HOUSEHOLDS in Warwick district are recycling less.
Despite headlines on the amount of litter in the world’s oceans, parks and streets, the district has seen a fall in the amount being put into recycling and compost bins.
Fifty-five per cent of total waste was recycled or composted in 2014, but by last year the figure had dropped to 53 per cent.
Three years ago households in the district recycled an average of 820kg each, but that figure was down 20kg in 2017.
Green Party spokesman Coun Ian Davison believes Warwick District Council should be setting targets to reduce the amount of rubbish being sent to landfill.
He told the Observer: “Recycling rates generally have been drifting down for some years for several reasons. This includes councils doing less education work as they have faced cuts, meaning progress has slowed.
“The income that councils or their contractors get for recycling is going down so there are less financial incentives to recycle.
“When they look at what goes into grey waste half of it is still recyclable.
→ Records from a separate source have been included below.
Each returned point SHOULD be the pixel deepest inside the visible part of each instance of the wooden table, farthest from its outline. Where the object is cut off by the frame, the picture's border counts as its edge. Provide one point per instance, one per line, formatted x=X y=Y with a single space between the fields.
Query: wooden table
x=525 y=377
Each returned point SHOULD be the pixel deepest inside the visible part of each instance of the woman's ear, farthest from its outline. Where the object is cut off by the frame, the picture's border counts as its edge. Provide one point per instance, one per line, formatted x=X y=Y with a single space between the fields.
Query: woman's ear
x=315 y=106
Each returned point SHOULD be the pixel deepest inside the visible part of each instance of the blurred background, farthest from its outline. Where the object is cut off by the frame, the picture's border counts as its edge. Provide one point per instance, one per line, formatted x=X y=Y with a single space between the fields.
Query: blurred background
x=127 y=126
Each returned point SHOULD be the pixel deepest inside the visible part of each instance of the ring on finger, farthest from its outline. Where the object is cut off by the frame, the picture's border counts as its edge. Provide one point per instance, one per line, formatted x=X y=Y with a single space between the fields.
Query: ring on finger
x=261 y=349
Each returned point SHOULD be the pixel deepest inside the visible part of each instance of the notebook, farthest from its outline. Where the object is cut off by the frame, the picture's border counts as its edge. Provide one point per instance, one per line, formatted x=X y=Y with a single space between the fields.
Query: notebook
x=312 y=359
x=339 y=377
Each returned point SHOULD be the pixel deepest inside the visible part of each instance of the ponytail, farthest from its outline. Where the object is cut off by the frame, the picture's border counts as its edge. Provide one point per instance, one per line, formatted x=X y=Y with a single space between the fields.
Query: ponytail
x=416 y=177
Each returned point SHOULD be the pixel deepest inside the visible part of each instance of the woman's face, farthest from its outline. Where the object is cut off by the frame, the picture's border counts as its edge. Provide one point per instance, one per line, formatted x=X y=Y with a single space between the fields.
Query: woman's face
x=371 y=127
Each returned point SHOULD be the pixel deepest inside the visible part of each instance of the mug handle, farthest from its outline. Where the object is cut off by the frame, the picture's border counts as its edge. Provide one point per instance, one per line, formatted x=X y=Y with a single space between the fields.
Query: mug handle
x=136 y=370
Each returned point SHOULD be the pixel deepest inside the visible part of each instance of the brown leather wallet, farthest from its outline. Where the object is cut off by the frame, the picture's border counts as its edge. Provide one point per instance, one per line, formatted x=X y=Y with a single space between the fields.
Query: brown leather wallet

Most of that is food waste so the council and contractor could be putting efforts into changing this. However, in the current contract neither the council nor the contractor is properly responsible for this so it has stalled recycling progress.
“I’ll be urging the council to set targets to reduce the amount of grey waste. This should involve working with residents to reduce the amount of food and recyclable materials that are thrown into the grey bin.”
But the council said at the start of this year the amount of waste being composted was on the up.
A council spokeswoman said: “The rate of recycling is affected by a number of external factors such as campaigns, the economy, packaging, consumer trends and changing technology.”